Police Quarterly
- Discipline: Criminology
- Language: English
- Edited by: John L. Worrall

Publication details
- History: 1998-present
- Publisher: SAGE Publications
- Frequency: Quarterly
- Impact factor: 1.865 (2017)

Standard abbreviations
- ISO 4: Police Q.

Indexing
- ISSN: 1098-6111 (print) 1552-745X (web)
- LCCN: 98000390
- OCLC no.: 150091551

Links
- Journal homepage; Online access; Online archive;

= Police Quarterly =

Police Quarterly is a peer-reviewed academic journal that publishes papers in the field of criminology, in particular theoretical contributions, essays, and empirical studies on issues related to policing.
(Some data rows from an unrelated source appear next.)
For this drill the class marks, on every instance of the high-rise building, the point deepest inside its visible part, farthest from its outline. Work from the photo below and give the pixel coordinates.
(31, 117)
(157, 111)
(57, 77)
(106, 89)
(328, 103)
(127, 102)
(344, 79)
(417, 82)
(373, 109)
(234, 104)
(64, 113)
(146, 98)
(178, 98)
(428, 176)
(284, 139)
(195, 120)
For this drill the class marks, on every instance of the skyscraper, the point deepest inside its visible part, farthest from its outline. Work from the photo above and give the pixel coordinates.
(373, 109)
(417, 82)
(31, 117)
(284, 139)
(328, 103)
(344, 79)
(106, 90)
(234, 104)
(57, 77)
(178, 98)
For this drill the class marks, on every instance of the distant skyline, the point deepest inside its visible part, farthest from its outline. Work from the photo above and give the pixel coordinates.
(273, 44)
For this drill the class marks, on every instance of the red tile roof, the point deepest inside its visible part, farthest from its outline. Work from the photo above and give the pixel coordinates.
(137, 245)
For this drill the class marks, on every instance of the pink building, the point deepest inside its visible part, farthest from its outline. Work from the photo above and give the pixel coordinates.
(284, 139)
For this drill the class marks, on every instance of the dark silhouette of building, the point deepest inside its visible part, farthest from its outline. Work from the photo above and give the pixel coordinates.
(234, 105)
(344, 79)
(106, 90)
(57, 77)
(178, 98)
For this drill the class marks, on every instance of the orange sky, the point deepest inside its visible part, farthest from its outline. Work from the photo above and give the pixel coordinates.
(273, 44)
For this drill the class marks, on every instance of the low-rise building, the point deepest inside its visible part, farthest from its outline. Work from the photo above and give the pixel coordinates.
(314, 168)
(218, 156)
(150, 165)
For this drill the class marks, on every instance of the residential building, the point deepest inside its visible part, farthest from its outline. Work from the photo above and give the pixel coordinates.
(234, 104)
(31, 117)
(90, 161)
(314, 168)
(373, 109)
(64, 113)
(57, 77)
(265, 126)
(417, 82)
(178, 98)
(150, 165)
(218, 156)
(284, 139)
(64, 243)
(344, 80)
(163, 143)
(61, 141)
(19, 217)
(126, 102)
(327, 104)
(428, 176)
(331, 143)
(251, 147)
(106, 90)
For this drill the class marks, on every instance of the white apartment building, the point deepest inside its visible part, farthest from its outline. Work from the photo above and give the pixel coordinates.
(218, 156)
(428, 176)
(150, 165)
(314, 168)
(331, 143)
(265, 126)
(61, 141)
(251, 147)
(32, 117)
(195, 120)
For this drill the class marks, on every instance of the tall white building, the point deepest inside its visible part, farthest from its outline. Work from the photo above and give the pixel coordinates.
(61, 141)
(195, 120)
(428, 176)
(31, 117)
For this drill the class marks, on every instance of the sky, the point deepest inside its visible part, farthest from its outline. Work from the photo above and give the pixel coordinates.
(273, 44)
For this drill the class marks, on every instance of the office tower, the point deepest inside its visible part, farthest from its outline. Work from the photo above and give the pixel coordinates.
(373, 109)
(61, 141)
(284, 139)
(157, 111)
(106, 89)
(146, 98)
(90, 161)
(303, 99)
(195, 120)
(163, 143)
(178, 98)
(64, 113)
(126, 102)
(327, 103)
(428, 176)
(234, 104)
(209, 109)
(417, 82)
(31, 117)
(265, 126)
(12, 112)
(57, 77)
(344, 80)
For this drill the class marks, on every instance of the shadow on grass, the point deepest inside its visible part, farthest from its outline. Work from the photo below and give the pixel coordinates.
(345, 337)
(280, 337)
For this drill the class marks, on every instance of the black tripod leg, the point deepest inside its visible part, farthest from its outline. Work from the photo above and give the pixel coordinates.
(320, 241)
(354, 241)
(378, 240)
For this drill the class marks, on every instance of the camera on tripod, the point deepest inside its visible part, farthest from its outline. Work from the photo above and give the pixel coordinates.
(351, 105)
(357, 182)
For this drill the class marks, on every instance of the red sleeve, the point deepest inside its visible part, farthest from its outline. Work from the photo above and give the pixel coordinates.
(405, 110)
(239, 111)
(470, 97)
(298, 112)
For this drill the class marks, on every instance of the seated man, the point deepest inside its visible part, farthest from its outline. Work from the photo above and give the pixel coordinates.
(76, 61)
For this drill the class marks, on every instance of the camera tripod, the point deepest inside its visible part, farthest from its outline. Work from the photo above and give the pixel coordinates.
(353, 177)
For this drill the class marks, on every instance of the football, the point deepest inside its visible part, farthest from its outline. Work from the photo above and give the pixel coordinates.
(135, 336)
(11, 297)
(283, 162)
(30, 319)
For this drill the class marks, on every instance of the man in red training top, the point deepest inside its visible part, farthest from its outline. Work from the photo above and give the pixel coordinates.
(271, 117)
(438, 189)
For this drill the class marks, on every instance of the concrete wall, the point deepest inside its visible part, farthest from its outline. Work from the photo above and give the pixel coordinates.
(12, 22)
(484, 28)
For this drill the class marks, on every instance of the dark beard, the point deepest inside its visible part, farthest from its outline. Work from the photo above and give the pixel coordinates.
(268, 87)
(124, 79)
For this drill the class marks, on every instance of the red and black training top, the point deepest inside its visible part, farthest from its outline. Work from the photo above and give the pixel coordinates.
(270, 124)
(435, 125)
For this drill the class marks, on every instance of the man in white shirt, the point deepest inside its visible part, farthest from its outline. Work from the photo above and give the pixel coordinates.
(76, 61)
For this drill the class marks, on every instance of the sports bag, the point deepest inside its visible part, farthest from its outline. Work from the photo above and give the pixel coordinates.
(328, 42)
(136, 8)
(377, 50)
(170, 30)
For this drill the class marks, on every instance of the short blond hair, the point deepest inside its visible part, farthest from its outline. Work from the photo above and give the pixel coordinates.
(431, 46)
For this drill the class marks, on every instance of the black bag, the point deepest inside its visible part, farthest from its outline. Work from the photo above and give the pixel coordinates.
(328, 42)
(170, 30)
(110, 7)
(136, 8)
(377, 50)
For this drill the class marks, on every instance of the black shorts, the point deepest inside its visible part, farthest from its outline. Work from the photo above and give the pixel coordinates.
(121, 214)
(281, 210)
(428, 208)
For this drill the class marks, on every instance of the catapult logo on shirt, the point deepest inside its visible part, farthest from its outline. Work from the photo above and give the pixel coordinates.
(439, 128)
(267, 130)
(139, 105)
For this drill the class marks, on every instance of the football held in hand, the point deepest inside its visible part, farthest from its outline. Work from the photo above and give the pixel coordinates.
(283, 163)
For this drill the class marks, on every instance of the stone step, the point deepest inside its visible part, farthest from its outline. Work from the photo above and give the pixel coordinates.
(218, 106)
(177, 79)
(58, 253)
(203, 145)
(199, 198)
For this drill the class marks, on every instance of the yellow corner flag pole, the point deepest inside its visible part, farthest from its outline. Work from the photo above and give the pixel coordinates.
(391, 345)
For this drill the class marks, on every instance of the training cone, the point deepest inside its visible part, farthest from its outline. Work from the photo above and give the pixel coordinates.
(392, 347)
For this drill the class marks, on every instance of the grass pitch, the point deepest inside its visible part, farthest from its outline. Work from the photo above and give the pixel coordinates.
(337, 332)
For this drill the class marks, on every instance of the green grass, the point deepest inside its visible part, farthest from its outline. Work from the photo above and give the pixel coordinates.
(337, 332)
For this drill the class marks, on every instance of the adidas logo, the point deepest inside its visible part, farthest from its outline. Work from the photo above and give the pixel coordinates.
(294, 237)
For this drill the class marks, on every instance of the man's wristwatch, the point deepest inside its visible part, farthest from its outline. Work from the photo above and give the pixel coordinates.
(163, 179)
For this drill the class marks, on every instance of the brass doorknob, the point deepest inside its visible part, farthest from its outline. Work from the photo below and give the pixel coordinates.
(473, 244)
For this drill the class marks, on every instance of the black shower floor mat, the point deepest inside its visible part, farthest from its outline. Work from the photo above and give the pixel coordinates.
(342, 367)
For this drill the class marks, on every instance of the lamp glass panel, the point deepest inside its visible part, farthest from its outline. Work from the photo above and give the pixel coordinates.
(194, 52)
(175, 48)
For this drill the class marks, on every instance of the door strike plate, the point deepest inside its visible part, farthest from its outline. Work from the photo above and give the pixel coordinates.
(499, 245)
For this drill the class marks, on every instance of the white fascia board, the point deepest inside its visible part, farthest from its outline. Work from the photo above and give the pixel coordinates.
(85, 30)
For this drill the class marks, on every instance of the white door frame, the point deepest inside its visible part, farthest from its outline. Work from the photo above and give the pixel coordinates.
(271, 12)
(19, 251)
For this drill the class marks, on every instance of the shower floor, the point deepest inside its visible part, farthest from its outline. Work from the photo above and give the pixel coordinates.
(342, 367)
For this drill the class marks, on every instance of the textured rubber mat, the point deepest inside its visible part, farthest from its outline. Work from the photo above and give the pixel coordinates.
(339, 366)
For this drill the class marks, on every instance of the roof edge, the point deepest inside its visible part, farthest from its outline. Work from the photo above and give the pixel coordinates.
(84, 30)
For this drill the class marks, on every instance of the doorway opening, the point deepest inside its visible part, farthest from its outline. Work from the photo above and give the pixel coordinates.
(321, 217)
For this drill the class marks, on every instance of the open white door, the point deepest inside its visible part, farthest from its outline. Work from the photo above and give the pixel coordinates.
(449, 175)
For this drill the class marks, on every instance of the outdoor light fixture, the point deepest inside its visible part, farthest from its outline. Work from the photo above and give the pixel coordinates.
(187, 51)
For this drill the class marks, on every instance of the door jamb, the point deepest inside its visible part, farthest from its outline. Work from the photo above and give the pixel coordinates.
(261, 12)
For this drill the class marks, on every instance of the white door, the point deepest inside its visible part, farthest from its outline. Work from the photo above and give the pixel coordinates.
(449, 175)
The journal's editor-in-chief is John L. Worrall (University of Texas at Dallas). It was established in 1998 and is currently published by SAGE Publications on behalf of the Police Executive Research Forum and the Academy of Criminal Justice Sciences' Police section.

== Abstracting and indexing ==
Police Quarterly is abstracted and indexed in Scopus and the Social Sciences Citation Index. According to the Journal Citation Reports, its 2017 impact factor is 1.865, ranking it 20 out of 61 journals in the category "Criminology & Penology".